But the uneasy mix of immigrants in French sport and immigration politics has a long history. Dubois discovered that part of the motivation for introducing sports throughout the French Empire was that as De Courbetin, founder of the modern Olympic movement, put it, it would make the colonised "more malleable". On the other hand, he wrote that a victory of the "dominated race over the dominant race" could have "dangerous implications" and might "encourage rebellion".
Jules Rimet, another Frenchman who founded the World Cup in 1930, was a bit more idealistic. He thought a sports culture would direct the world towards "peaceful protest in the stadium, where foundational violence is submitted to discipline and the rules of the game, loyal and wise, and where the benefits of victory are limited to the wild joy of winning". He must have been disappointed a few years later when WWII broke out.
Today, many of the best French players are from sub-Saharan Africa but at one time there were a number of top players from Algeria.
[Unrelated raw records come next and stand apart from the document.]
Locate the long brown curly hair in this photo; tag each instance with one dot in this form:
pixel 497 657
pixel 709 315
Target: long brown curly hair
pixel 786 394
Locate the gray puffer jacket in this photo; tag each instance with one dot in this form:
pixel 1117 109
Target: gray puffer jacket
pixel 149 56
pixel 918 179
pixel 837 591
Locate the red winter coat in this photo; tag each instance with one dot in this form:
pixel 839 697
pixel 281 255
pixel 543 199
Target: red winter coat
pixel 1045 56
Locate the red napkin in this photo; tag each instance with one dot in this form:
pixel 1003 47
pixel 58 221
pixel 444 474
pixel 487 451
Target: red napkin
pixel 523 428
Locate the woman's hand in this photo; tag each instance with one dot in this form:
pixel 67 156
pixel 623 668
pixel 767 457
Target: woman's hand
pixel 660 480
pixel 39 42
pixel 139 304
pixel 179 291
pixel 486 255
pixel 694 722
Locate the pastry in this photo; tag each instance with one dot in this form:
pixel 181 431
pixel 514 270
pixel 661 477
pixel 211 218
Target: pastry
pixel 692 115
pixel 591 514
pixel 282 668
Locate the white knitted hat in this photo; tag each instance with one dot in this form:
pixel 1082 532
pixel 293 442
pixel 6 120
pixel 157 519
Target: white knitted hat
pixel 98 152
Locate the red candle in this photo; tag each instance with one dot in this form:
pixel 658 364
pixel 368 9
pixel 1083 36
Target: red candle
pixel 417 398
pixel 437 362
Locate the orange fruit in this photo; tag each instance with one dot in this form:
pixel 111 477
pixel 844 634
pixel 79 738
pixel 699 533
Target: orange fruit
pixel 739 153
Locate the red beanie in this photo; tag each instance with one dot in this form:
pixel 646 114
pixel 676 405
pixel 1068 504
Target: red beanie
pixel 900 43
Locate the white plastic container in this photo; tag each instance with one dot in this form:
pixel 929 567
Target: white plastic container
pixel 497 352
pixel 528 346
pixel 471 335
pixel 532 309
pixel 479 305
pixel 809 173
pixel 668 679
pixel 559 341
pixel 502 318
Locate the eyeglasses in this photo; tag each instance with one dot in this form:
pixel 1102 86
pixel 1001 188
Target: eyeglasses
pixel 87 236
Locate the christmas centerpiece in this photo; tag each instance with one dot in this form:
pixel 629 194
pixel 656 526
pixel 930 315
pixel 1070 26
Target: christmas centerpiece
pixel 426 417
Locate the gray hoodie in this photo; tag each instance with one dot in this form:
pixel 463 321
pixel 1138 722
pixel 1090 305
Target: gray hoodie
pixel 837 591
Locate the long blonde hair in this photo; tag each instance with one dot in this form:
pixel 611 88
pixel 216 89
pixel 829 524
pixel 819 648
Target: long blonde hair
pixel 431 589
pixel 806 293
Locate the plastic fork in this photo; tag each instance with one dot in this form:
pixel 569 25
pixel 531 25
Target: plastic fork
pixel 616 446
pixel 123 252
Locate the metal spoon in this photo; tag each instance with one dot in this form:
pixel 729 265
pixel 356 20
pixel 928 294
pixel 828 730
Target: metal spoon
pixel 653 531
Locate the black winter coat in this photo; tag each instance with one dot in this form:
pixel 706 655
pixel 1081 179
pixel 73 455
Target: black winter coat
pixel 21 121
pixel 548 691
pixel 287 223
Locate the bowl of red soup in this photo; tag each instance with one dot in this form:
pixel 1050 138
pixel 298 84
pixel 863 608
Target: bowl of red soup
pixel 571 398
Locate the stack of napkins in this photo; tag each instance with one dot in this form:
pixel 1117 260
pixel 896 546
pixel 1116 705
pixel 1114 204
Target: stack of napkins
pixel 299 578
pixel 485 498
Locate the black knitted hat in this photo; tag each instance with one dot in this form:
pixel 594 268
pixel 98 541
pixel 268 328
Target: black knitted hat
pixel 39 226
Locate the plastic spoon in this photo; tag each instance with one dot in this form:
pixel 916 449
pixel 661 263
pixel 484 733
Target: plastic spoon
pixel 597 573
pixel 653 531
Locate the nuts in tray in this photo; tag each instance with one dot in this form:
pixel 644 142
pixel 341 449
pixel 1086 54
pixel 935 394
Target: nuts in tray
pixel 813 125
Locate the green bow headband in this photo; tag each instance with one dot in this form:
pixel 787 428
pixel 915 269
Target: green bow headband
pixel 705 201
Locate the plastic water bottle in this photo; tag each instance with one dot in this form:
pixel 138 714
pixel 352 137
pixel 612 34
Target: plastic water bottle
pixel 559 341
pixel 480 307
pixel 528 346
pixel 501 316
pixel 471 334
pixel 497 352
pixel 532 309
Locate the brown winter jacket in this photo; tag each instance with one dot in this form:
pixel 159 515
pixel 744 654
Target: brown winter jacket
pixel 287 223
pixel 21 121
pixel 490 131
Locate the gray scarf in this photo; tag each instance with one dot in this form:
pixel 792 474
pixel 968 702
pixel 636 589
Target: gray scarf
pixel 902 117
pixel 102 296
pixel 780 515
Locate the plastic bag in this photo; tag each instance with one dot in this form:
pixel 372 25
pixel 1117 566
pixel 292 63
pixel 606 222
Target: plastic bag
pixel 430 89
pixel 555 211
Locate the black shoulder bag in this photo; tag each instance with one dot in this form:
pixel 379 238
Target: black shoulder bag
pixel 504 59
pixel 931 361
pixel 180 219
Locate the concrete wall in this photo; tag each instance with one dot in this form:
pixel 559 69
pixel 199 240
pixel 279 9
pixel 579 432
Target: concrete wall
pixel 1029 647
Dubois goes into the difficulties those players faced during the Algerian struggle for independence and describes the use of football as a political weapon and the sensational boycott organised by the independence movement, the Front de Libération Nationale, FLN, just before the 1958 World Cup. In a secret coup just before the tournament, nine top players slipped quietly out of France and said they preferred to play for the new FLN Algerian team. Two star players were Mustapha Zitouni, cornerstone of the French team, and Rachid Mekloufi, doing his military service and captain of the French army team. The football mad French public was deeply shocked. France lost in the semi-finals to the eventual winners Brazil 5-2 and beat West Germany for third place. We shall never know if they could have beaten Brazil with Zitouni on the team.
Rimet's baby has grown and grown and is now the biggest sporting event in the world. It has always had a rather Eurocentric tinge. Initially things were so arranged that only one team from either Asia or Africa could compete and it is still true that it is a more difficult for African teams to qualify than their European rivals. Egypt may have to wait a while till the football world makes a tad more sense.